What a marvelous thing it is when politics and/or social causes embrace the personal impact of movements on dynamic individuals. That is where/when such movements begin to matter to audiences, beyond merely providing us with familiar faces that can tend to obscure the issues themselves. It is better to delve into characters and events that are unfamiliar, unknown to us, in fact, and performers with no previous associations to cloud our judgment or appreciation. If handled properly, we find ourselves as exiles, cast out of the lives and world we know, wandering in new and strange (unexplored) territory, searching, if we dare, for points of comparison to what we’ve left behind in the world offscreen.
Fittingly, Ken Loach (The Wind That Shakes the Barley) continues to offer audiences his British socialist outsider narratives, this time delving into the Depression era return of Jimmy Gralton (Barry Ward) to his home in Ireland after a decade spent in exile in the United States. Jimmy was a charismatic figure, a common man with dreams of connecting his community – their hearts, minds, and spirits – to one another and possibly to a larger collection of like-minded strivers. But, it turns out, such dreamers are dangerous, especially in a time immediately following a civil war, a battle of wills where ideas and ideologies can lead to fear and the need to authoritarian assaults.
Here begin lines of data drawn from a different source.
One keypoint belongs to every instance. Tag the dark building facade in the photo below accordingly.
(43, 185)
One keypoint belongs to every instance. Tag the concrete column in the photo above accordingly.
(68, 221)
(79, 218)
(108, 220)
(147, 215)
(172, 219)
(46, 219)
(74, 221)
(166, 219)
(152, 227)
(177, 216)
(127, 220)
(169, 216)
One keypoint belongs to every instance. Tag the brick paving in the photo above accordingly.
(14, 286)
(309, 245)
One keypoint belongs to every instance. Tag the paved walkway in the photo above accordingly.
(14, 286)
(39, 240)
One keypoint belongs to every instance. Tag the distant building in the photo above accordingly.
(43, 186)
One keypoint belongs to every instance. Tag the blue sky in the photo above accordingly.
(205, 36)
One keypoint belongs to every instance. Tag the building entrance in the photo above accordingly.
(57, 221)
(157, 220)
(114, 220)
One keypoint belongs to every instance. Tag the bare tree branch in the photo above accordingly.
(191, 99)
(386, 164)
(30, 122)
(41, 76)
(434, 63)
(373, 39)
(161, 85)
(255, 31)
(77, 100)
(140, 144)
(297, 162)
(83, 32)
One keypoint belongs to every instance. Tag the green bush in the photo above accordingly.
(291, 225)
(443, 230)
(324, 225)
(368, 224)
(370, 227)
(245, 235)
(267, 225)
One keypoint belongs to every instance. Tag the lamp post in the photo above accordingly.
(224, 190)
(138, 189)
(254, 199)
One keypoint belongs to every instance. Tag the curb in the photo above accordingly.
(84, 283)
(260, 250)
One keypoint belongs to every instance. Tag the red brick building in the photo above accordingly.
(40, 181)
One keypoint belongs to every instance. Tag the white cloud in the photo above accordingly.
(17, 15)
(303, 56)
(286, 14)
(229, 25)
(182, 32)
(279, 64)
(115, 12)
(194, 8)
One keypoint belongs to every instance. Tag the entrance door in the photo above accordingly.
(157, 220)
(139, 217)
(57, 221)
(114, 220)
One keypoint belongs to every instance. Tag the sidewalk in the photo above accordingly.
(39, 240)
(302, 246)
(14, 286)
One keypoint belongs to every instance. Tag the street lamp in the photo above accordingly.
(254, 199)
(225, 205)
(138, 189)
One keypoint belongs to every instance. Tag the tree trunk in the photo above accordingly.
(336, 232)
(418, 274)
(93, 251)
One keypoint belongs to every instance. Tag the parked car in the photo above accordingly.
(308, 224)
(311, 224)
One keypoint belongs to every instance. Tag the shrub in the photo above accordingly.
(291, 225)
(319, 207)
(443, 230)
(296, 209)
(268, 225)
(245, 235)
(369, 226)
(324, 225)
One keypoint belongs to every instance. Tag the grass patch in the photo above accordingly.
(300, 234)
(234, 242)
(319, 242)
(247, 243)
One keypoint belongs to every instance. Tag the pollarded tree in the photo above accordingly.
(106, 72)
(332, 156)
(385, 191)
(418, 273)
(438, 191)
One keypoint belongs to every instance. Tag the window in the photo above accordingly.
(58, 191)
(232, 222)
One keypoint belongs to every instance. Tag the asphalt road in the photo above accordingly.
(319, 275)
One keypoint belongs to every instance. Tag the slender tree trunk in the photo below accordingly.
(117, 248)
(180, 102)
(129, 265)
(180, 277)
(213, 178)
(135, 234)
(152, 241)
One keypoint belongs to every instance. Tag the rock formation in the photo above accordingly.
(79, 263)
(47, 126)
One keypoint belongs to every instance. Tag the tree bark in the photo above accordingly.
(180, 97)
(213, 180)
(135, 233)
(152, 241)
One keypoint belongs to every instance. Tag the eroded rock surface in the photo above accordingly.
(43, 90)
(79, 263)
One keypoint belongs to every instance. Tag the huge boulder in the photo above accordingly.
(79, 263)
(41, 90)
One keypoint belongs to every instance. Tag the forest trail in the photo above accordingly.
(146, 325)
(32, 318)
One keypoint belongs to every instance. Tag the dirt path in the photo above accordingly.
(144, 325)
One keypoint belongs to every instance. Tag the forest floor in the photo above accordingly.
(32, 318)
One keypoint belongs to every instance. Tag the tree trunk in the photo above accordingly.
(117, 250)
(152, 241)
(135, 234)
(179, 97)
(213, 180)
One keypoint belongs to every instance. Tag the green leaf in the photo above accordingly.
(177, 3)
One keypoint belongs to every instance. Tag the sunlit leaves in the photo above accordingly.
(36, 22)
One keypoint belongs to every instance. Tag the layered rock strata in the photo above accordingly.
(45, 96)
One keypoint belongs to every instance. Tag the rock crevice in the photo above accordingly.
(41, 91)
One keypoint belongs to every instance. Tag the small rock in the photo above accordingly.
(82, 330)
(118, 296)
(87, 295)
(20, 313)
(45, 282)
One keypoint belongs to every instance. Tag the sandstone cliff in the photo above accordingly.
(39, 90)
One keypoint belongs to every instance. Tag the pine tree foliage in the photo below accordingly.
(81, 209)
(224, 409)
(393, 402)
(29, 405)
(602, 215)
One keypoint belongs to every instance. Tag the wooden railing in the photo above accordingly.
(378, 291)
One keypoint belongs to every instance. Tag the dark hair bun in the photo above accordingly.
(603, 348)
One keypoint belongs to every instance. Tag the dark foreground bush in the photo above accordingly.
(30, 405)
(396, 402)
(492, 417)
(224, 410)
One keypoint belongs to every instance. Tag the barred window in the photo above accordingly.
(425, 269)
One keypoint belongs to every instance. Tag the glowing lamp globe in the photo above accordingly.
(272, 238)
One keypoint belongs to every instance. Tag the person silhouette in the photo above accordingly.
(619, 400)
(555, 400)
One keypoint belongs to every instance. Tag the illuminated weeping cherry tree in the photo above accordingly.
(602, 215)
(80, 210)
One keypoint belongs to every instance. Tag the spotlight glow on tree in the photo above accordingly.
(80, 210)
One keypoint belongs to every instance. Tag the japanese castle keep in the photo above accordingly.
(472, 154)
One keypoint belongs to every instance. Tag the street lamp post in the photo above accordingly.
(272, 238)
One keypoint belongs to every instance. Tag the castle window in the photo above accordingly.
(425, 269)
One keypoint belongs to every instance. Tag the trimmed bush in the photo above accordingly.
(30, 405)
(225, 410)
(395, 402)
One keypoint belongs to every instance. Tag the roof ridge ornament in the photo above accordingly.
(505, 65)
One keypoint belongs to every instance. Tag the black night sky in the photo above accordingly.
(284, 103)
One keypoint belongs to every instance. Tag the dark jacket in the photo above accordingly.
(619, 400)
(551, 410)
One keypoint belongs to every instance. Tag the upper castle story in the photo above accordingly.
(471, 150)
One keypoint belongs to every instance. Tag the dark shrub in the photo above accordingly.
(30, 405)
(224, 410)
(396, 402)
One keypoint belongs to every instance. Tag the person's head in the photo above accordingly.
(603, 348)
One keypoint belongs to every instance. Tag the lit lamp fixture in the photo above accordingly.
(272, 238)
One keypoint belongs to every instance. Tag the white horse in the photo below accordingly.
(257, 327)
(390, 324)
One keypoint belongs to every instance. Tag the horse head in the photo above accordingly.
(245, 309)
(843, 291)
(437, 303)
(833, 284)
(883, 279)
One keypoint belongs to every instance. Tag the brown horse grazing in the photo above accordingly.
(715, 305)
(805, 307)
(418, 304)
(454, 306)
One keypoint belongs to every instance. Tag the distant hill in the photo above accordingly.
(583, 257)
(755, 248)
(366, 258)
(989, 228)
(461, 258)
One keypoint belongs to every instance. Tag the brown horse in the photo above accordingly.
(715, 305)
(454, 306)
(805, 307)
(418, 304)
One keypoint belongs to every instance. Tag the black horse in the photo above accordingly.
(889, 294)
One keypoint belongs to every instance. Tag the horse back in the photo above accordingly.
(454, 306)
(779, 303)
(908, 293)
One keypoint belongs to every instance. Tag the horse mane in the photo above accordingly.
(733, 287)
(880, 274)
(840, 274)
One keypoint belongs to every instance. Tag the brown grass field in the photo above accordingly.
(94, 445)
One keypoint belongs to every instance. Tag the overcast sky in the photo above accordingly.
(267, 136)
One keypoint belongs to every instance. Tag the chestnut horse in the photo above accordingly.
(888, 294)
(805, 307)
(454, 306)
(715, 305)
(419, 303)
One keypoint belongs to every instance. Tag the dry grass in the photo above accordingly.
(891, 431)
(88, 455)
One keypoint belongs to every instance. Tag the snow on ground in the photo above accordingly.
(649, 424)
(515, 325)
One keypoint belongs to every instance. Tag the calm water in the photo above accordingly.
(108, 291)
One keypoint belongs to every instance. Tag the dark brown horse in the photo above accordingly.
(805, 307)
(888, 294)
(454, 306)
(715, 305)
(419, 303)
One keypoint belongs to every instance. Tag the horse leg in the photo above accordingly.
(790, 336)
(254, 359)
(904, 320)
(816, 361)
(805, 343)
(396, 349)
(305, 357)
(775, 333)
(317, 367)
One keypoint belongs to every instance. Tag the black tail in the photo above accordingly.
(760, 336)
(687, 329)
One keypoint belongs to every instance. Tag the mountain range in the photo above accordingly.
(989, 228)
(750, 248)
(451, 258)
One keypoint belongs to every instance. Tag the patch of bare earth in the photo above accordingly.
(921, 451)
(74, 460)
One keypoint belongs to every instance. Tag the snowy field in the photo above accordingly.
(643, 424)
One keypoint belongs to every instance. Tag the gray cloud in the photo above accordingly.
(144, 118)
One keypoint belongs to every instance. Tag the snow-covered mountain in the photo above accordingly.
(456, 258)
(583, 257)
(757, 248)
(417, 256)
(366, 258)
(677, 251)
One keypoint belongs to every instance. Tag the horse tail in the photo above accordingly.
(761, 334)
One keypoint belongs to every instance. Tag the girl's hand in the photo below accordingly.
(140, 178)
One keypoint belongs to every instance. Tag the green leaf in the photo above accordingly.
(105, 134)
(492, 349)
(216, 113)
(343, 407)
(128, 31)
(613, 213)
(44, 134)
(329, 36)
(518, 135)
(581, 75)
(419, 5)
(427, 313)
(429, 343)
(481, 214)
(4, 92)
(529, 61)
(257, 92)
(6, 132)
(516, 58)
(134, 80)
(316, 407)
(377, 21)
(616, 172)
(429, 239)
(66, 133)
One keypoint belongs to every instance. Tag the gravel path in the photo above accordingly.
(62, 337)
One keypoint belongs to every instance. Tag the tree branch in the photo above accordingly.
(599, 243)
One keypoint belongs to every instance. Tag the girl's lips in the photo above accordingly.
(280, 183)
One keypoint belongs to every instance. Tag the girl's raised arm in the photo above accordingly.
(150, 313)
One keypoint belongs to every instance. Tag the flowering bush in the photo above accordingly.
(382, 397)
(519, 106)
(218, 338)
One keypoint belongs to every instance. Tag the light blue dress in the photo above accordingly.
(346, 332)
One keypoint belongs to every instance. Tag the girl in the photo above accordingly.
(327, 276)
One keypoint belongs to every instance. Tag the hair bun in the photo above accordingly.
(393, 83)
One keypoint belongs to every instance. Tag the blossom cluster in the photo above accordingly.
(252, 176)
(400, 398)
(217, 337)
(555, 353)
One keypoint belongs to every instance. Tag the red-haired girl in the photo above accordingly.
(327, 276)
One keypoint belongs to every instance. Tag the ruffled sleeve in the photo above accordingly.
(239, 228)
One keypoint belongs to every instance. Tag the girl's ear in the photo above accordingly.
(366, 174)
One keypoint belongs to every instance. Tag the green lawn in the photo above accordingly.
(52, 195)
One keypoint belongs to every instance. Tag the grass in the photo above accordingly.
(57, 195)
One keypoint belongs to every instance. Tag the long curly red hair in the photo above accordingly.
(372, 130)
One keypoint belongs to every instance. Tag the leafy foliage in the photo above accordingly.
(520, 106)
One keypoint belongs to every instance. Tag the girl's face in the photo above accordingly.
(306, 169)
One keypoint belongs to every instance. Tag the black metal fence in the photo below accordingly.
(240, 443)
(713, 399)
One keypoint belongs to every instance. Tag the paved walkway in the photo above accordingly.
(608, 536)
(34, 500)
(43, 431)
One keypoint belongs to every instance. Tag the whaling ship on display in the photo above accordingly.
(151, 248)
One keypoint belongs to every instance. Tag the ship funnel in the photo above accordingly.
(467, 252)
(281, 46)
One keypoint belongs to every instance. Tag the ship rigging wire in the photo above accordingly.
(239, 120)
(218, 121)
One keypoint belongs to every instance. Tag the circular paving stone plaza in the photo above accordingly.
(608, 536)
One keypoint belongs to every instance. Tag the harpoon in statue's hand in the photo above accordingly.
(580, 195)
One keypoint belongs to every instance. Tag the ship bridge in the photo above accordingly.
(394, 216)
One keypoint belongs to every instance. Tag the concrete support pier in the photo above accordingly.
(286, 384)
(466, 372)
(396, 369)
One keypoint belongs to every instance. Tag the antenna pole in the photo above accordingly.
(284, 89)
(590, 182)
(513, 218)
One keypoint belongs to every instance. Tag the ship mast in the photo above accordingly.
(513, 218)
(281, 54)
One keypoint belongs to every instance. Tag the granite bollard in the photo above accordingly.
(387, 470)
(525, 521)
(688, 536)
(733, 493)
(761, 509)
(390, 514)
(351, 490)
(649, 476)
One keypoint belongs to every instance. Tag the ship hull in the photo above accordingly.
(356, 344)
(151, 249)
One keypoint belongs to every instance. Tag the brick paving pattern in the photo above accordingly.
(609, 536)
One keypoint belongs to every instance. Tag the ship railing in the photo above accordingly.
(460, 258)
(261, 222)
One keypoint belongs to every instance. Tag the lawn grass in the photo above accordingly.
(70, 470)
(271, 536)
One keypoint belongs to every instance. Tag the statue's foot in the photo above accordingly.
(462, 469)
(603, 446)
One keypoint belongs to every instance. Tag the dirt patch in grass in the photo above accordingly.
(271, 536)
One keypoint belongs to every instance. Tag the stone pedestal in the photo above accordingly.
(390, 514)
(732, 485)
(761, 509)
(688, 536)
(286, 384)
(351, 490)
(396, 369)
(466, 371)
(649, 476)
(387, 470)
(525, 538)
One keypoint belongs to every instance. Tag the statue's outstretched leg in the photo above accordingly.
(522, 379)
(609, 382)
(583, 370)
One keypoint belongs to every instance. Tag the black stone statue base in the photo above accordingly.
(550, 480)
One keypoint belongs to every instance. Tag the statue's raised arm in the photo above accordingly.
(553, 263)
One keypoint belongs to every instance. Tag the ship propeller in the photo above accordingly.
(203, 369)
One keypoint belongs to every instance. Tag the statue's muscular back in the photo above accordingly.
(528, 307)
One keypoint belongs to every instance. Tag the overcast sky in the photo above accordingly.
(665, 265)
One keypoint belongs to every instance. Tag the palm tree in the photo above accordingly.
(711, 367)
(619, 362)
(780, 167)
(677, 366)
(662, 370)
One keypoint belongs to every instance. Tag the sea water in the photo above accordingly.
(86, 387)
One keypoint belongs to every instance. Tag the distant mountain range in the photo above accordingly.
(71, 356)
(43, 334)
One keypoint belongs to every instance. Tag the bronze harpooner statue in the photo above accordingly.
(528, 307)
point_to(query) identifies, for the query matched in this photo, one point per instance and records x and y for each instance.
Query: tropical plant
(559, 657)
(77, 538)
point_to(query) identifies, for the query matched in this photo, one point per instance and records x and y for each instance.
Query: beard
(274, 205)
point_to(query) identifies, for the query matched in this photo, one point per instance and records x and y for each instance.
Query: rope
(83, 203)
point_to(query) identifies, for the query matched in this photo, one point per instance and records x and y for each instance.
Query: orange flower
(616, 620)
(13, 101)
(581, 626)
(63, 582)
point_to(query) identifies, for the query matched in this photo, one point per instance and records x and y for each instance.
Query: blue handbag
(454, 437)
When first we see Jimmy though, he coming home after years in exile. Coming from America, New York City, no less, back to Ireland as a prodigal son. He is a sympathetic figure, visiting the gravesite of someone close who died while he was away, embracing his mother, and celebrating with those closest to him in the community who stayed behind. Without his presence, they persevered, but did not forget or give up on the ideals, which means that a younger generation knows of the legend of Jimmy Gralton and seeks to enlist his aid in refurbishing the old hall he ran, where volunteers taught art and boxing, sponsored book clubs, and held concerts and dances; all outside the purview of the Catholic Church, which felt it was the only moral authority able to guide the community.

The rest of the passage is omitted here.